Terry’s paintings range from an anthropomorphic white rabbit a la “Alice in Wonderland” with a Salvador Dali melting clock in his paw, to javelinas with long legs, like the robots in “War of the Worlds,” towering over Mission San Xavier del Bac.

“We were selling one of his pieces a week,” said bar manager Ben Sattler. “He does some really cool stuff. His style hits home with Tucsonans.”

A mural painted by Rock “CYFI” Martinez is featured along a wall at Mr. Head’s Gallery and Bar, 513 N. Fourth Ave.

Sattler said owner Micah Blatt, a glass artist, started the bar more than a decade ago in part to showcase his work and the work of his friends.

“It is 100% commission-free,” Sattler said. “We want to make it a good experience for everybody involved.”

Gusto Osteria

7153 E. Tanque Verde Road; gustotucson.com

Over the years, Glenn “Gus” Gerson has made his Italian restaurant Gusto Osteria a place where east-side art aficionados are offered a feast for the eyes in addition to the feast on their tables.

Gerson started decorating his restaurant with works by Jos Villabrille, whose large-scale murals can be found in shopping centers and restaurants all over town.

“He would have big pieces that would give us nice cover,” Gerson said. “He is such an amazing artist.”

Gerson relies these days on about five different local creators, led by watercolor artists Tracy Lynn Ross and Susan Meyer, to make his dining room look like a bonafide gallery.

Come in for Gerson’s eggplant Parmesan and pork ricotta, both house specialties, and you’ll find paintings of dogs, birds, scenic views and Southwestern themes.

Pieces can be found on every wall. Works rotate seasonally.

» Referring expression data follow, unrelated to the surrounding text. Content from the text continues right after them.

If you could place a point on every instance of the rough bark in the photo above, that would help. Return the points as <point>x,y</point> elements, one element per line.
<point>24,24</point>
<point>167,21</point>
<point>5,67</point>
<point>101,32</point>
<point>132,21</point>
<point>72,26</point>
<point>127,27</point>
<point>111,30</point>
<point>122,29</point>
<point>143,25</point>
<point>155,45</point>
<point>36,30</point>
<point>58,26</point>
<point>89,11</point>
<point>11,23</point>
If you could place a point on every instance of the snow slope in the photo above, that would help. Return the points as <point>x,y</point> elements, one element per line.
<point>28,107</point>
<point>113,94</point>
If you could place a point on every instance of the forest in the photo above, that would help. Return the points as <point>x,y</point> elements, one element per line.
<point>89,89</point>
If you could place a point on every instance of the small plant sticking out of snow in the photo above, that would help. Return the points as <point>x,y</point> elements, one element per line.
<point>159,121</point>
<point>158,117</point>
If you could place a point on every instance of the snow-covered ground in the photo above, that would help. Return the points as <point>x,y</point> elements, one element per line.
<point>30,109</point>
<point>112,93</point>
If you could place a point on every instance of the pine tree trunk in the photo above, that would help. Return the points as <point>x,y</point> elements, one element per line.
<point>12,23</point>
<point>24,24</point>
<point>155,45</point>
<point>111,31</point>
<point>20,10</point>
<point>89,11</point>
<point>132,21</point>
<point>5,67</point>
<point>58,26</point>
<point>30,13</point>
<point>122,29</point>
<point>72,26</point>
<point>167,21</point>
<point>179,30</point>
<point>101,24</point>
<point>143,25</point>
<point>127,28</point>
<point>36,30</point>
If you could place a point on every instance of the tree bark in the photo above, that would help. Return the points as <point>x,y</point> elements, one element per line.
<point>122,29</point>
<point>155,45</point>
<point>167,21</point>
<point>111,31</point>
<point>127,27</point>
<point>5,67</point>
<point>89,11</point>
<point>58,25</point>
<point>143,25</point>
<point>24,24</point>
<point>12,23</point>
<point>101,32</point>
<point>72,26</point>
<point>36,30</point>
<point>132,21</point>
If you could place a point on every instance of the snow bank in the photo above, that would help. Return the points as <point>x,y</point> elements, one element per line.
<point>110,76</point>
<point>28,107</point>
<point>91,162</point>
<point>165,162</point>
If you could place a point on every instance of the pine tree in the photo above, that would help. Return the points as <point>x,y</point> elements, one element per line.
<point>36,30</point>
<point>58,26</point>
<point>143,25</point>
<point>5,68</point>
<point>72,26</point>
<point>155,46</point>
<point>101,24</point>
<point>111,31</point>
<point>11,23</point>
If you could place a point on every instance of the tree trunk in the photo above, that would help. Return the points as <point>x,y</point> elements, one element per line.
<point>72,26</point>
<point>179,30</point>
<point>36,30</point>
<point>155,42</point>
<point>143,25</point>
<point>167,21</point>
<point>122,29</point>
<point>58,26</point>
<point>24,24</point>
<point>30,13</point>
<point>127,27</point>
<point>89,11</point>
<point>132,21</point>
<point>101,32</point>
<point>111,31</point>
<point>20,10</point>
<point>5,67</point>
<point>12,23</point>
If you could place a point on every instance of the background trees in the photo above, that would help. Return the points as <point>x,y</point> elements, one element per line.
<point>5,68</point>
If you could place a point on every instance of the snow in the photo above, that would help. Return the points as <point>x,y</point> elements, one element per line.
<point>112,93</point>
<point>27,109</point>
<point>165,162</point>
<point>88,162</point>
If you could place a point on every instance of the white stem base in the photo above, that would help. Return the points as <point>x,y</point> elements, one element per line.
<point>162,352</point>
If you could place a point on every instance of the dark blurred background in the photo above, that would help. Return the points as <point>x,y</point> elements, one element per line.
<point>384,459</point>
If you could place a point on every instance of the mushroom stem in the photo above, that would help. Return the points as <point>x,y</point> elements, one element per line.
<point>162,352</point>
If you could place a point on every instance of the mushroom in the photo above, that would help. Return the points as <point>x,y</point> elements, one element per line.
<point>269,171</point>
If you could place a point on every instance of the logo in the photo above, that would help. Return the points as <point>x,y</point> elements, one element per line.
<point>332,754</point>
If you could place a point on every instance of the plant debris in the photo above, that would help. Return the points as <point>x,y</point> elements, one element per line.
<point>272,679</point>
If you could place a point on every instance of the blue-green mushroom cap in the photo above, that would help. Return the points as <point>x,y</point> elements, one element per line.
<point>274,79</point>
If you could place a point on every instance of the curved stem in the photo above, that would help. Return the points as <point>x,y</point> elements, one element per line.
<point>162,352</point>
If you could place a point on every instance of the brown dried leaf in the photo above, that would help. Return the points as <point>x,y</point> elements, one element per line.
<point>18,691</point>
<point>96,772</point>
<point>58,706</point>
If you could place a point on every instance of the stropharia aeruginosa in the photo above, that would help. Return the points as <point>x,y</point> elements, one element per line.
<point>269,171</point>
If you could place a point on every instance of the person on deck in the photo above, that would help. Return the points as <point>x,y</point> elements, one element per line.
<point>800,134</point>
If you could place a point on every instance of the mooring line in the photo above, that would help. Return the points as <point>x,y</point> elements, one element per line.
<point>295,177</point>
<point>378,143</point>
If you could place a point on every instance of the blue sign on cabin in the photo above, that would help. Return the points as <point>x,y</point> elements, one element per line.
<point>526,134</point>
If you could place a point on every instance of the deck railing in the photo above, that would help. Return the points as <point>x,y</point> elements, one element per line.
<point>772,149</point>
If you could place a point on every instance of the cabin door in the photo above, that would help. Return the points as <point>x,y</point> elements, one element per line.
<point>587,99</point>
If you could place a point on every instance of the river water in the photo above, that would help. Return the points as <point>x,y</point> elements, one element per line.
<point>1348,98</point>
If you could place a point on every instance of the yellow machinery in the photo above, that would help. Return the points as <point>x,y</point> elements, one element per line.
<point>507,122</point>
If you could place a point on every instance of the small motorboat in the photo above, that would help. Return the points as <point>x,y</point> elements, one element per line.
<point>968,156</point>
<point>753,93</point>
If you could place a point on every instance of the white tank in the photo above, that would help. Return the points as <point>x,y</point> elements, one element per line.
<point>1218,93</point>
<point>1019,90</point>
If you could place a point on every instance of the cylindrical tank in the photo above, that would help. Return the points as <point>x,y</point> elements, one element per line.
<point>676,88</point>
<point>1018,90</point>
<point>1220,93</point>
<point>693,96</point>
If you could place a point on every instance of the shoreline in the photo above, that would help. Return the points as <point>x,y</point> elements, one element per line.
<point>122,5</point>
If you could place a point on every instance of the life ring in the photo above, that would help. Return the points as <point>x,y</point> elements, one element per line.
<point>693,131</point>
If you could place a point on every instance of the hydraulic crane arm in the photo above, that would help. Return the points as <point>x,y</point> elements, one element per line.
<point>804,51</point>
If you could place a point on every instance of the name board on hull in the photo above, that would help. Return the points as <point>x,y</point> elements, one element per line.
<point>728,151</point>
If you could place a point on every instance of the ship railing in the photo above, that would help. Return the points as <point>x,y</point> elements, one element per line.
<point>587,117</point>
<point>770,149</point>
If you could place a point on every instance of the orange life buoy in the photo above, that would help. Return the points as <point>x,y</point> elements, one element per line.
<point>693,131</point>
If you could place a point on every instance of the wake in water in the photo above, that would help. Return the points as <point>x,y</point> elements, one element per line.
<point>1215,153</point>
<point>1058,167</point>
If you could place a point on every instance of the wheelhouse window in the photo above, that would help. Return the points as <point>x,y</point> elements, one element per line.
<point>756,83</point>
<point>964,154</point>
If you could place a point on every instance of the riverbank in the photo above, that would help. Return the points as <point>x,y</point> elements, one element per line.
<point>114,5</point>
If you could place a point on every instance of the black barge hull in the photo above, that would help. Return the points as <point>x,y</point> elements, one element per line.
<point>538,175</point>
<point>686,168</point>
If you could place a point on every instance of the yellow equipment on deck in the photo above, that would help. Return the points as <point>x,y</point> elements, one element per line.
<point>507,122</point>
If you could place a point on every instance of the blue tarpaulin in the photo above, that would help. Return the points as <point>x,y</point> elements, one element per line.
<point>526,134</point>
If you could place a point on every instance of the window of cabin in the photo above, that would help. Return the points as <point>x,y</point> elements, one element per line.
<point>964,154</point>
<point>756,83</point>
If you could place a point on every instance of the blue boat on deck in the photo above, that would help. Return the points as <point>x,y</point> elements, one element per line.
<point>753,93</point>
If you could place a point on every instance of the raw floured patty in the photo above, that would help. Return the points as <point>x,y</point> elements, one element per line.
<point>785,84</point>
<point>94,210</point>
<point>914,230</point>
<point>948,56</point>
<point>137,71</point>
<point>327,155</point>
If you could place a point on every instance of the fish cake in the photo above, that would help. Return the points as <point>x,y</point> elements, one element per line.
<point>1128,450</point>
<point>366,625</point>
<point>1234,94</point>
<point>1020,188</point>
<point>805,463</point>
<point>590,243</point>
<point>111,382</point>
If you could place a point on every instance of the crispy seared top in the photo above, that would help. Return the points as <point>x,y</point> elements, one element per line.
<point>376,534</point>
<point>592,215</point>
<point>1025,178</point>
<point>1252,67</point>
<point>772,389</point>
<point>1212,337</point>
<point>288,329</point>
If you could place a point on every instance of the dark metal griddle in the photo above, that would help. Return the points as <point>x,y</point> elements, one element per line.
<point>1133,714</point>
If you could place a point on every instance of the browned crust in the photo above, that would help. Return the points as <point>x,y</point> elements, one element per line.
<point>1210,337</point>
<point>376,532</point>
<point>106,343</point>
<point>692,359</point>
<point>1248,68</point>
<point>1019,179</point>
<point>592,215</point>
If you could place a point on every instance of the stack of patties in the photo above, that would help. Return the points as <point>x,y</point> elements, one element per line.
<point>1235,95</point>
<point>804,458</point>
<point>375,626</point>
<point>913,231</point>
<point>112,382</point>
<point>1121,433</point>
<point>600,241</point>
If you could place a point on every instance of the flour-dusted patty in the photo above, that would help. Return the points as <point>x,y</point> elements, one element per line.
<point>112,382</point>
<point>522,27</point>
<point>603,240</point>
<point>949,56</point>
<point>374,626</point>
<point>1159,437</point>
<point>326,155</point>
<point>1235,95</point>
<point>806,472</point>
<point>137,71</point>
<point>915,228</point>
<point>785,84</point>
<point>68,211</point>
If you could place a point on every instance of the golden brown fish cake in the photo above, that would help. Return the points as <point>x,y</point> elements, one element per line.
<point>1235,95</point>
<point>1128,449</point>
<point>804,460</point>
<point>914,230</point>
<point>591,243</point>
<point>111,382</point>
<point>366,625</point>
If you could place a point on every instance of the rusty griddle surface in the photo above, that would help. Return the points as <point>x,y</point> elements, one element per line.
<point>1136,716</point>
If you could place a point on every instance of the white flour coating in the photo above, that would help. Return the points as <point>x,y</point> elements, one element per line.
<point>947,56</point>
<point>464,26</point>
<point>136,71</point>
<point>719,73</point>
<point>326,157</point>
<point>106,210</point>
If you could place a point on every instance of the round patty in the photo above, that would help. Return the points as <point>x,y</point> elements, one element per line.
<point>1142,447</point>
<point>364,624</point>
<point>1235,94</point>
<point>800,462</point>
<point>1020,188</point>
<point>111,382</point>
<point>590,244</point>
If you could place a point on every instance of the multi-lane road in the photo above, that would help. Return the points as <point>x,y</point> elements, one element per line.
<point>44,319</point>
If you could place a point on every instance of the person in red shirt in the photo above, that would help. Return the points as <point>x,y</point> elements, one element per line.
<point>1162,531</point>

“These are the best artists I have had here,” Gerson said, “If we sell one of their pieces, they are usually ready with another. They put everything together nicely.”

The only problem, Gerson says, is when a piece he loves goes to a customer. You can find several paintings that have hung in his restaurant now hanging in his home.

“My wife and I always say we are lucky to have these artists,” Gerson said. “They take good care of us.”